Os apoios estatais existem. No entanto, não se fazem sentir nos bolsos dos doentes. No caso de Laurinda Lopes, os apoios financeiros limitam-se à reforma por invalidez. Além disso, também recebe a alimentação, que, conta, “não é nada barata”. Tem ainda assistência médica gratuita, bem como todo o material necessário à alimentação. Se o apoio é suficiente, Laurinda afirma que “nunca é”. A mulher, de 44 anos, teve de adaptar-se à doença.
Carla Rocha, mãe de Igor, acredita que “as doenças raras não recebem o apoio que deveriam ter”. Ao nível financeiro, o filho só recebe um valor simbólico. Na sua opinião, o Governo devia tomar medidas. “Se algum filho deles tivesse uma doença rara, se calhar, a coisa corria de outra forma”, desabafa.
À parte das ajudas financeiras, ao nível de material de apoio aos doentes, a mãe de Igor conta que “é uma burocracia muito grande”. “Nós vemos que ele precisa de material de apoio, mas temos de mandar os papéis para a Segurança Social e tem que ser aprovado.
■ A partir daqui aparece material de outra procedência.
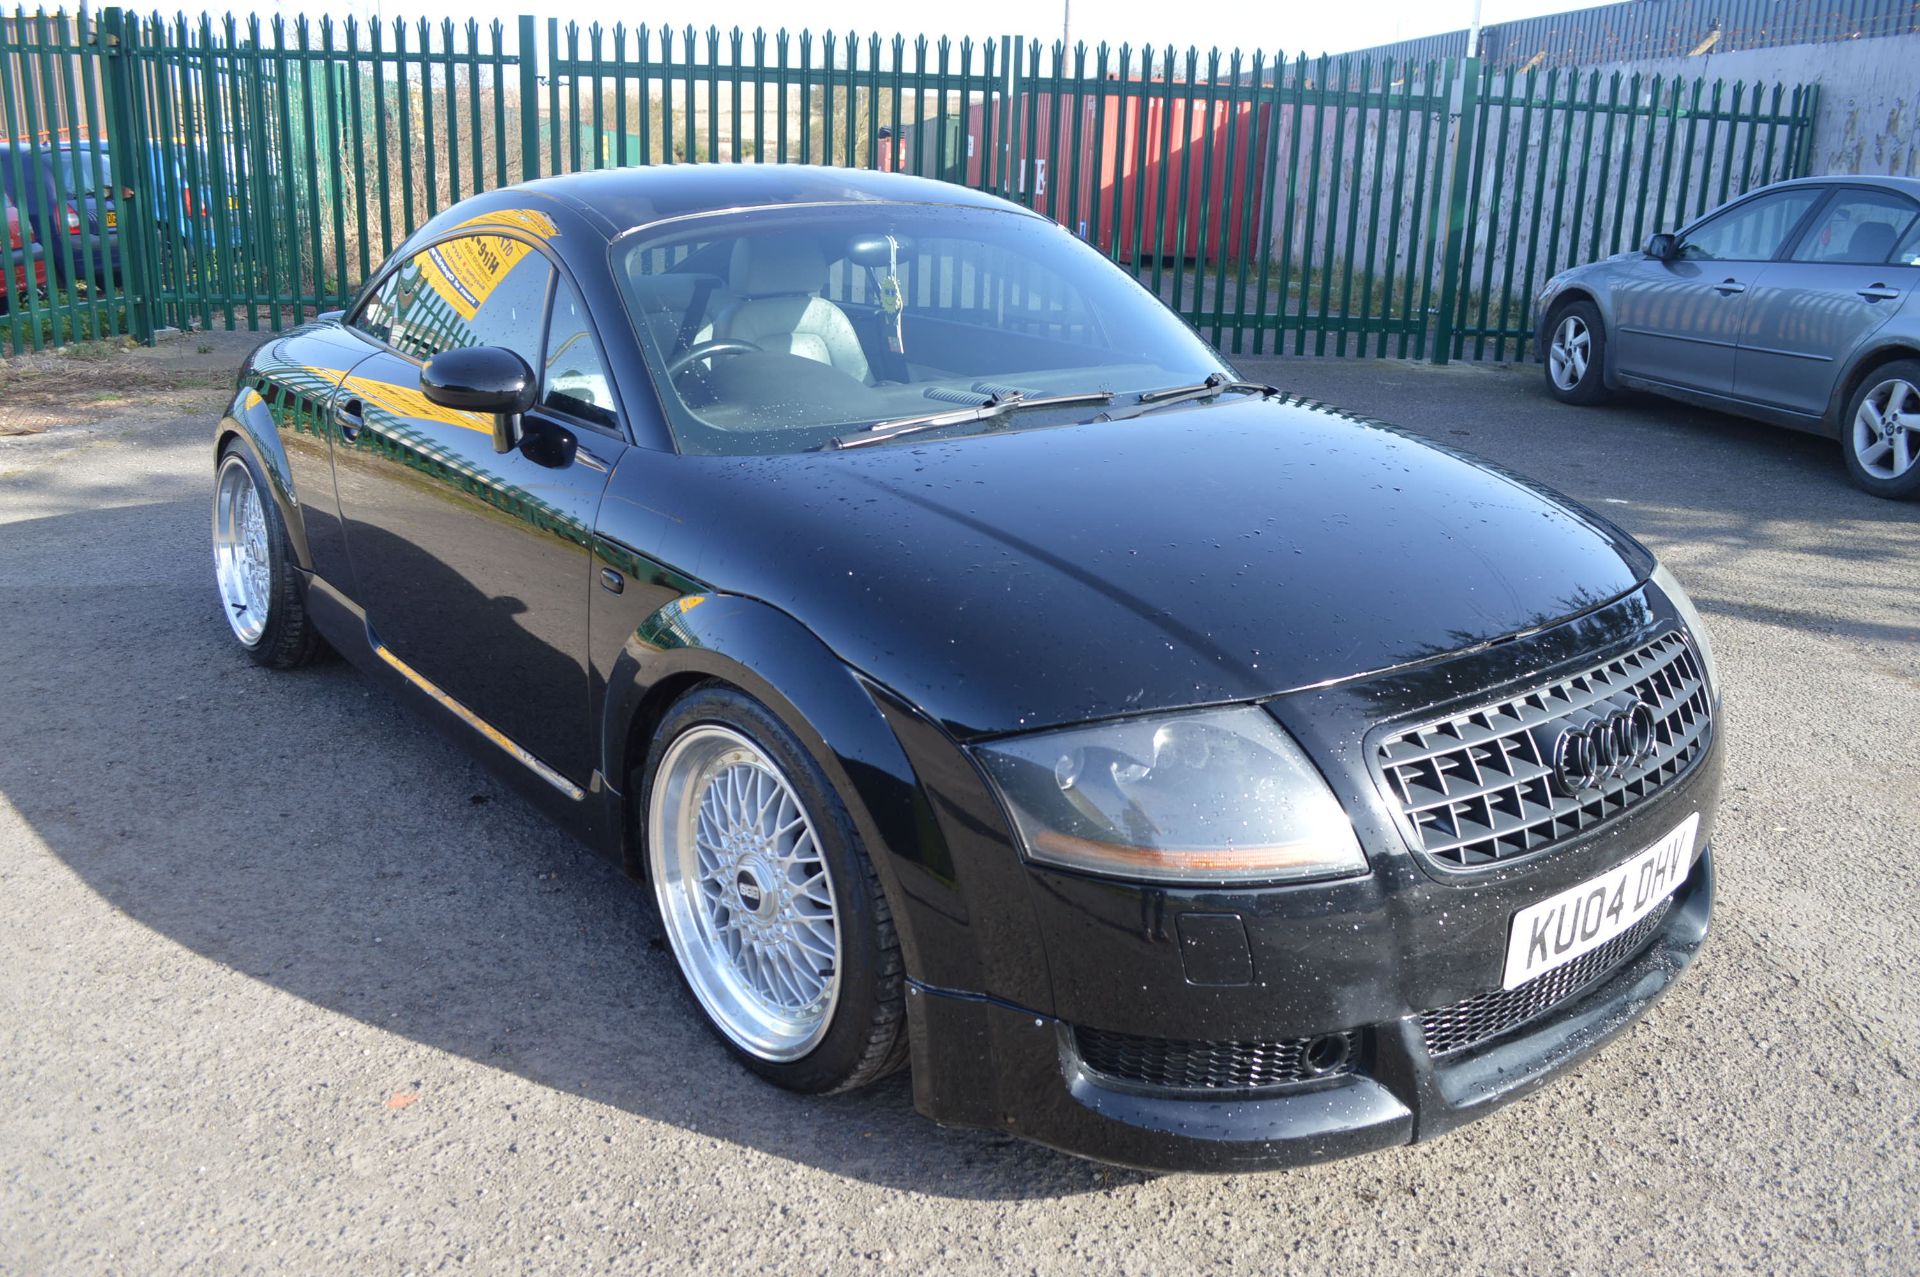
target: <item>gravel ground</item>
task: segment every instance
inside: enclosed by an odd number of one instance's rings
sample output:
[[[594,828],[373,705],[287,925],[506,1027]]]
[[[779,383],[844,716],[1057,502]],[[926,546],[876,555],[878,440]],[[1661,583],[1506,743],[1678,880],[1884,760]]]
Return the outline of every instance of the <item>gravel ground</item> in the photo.
[[[206,497],[243,343],[201,344],[0,389],[42,432],[0,439],[0,1271],[1920,1270],[1920,509],[1832,445],[1561,408],[1531,368],[1244,361],[1564,488],[1694,588],[1720,908],[1525,1102],[1155,1178],[941,1131],[900,1079],[752,1080],[639,892],[345,666],[235,656]]]

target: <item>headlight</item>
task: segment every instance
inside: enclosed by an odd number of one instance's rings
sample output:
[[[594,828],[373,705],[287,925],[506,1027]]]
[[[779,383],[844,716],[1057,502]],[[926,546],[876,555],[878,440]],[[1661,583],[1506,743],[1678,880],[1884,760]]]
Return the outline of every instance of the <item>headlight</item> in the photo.
[[[1694,607],[1693,600],[1687,597],[1680,582],[1673,579],[1673,573],[1667,571],[1666,564],[1653,565],[1653,583],[1660,587],[1660,593],[1667,596],[1667,601],[1673,604],[1673,610],[1680,614],[1687,632],[1693,635],[1693,646],[1700,653],[1700,663],[1706,666],[1707,694],[1719,700],[1720,666],[1713,659],[1713,640],[1707,637],[1707,623],[1700,619],[1700,610]]]
[[[1154,882],[1367,871],[1300,747],[1253,707],[1130,719],[975,750],[1030,859]]]

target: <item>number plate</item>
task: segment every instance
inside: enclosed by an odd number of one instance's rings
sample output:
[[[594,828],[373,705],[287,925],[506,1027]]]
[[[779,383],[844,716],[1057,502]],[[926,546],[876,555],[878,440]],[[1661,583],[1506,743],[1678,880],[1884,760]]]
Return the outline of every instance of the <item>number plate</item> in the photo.
[[[119,215],[118,213],[108,213],[108,214],[107,214],[107,229],[108,229],[108,230],[112,230],[112,229],[113,229],[114,227],[116,227],[116,226],[118,226],[119,224],[120,224],[120,215]]]
[[[1699,828],[1695,812],[1626,863],[1514,914],[1500,987],[1515,988],[1592,953],[1653,912],[1685,880]]]

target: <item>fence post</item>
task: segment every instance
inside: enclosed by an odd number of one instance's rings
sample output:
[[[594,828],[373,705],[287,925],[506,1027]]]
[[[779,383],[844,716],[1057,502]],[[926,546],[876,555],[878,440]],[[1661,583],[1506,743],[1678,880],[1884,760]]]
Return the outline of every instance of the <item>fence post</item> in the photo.
[[[534,17],[523,13],[520,15],[520,180],[531,182],[539,176],[540,38]]]
[[[1467,182],[1477,167],[1474,154],[1475,117],[1480,105],[1480,59],[1464,58],[1460,63],[1460,114],[1455,126],[1448,165],[1452,180],[1447,191],[1446,247],[1440,261],[1440,316],[1433,330],[1434,363],[1444,364],[1453,357],[1453,318],[1459,305],[1460,276],[1472,262],[1465,252],[1467,220]]]
[[[1033,104],[1031,102],[1023,104],[1021,101],[1029,92],[1021,70],[1026,60],[1027,37],[1017,35],[1013,37],[1013,56],[1007,59],[1006,119],[1009,127],[1006,131],[1007,164],[1004,170],[1007,189],[1003,194],[1017,204],[1025,204],[1028,208],[1032,208],[1032,196],[1027,192],[1028,156],[1026,148],[1020,141],[1020,130],[1027,127],[1025,121],[1031,119],[1033,115]]]
[[[139,136],[135,127],[139,111],[136,92],[138,68],[134,66],[130,42],[138,28],[130,26],[126,12],[118,7],[101,11],[94,39],[100,48],[100,83],[106,95],[107,137],[126,153],[134,153]],[[127,299],[127,324],[133,338],[143,346],[153,344],[153,281],[147,273],[151,255],[159,251],[160,221],[153,198],[153,174],[149,166],[123,162],[114,174],[123,190],[132,198],[120,202],[120,280]]]
[[[1820,128],[1820,83],[1814,81],[1802,90],[1804,96],[1800,102],[1799,148],[1794,155],[1791,177],[1810,177],[1813,174],[1813,138]]]

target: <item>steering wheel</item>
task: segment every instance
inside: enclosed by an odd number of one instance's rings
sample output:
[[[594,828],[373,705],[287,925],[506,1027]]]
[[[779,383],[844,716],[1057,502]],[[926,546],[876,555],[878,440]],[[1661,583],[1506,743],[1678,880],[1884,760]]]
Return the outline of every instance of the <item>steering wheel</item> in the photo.
[[[667,365],[667,376],[678,377],[687,369],[712,355],[757,355],[761,347],[750,341],[741,341],[737,337],[716,337],[712,341],[696,342],[687,348],[687,353]]]

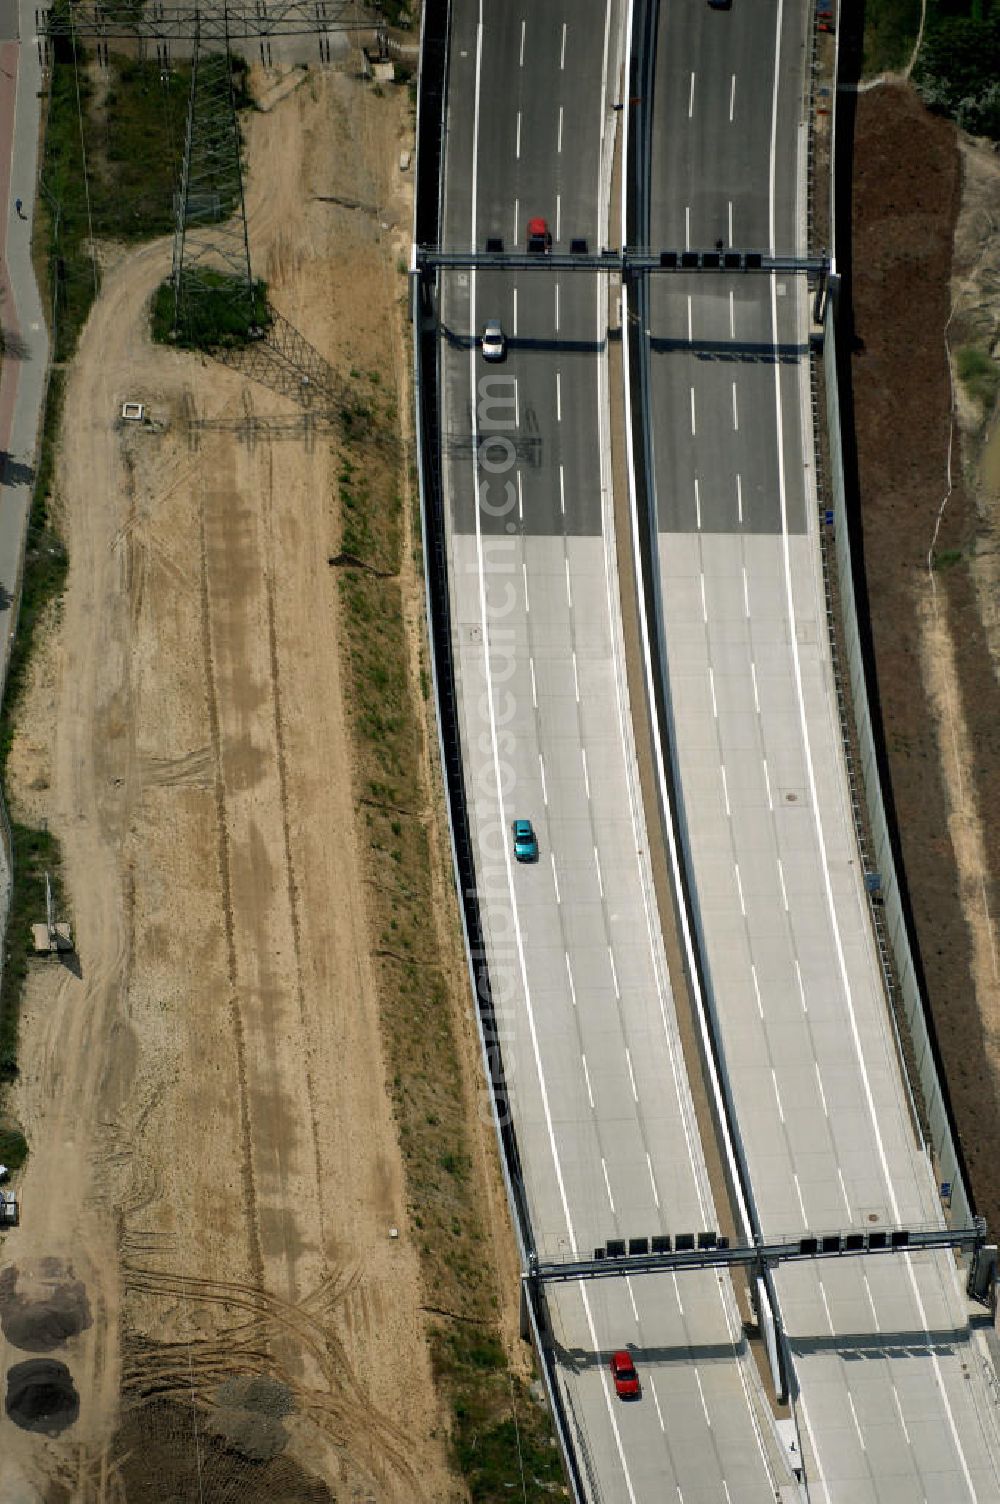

Ficamos meses e meses à espera de uma resposta e muitas vezes ela é negativa”, conta.
O que vale, muitas vezes, são os eventos solidários que a população organiza. Graças à última iniciativa, Igor conseguiu um equipamento que custou quase 3 mil euros. António Andrade, pai do menino, não tem dúvidas que, de outra forma, teria de estar à espera “indefinidamente”. “Há imensas coisas que as pessoas com doenças raras precisam para assegurar o desenvolvimento deles e para poderem ter uma vida melhor”, conclui.
A ajuda não parte apenas do Estado. Desde 2002 que a Raríssimas tem uma rede de apoio a pessoas com doenças raras. Com sede em Lisboa e delegações na Maia, Viseu, Algarve, Pico e Madeira, a missão da associação é prestar auxílio aos doentes, às famílias e aos amigos.
A Raríssimas criou, em 2013, o primeiro centro de recursos integrado para doenças raras, a Casa dos Marcos na Moita. Nas palavras de Paula Simões, o projeto divide-se em dois pólos: o social e o técnico. “No âmbito das valências sociais, a Casa dos Marcos possui um Centro de Atividades Ocupacionais, um Lar Residencial e uma Residência Autónoma. No domínio da saúde, destacam-se a Unidade Clínica de Ambulatório, a Unidade de Cuidados Continuados Integrados e o Centro de Desenvolvimento e Reabilitação, que inclui um serviço de Intervenção Precoce”, como refere a colaboradora da associação.
Esta segunda-feira foi assinalado o dia dos doentes raros, mas a luta das famílias e das associações é feita diariamente. “É viver um dia de cada vez”, conclui a mãe de Igor.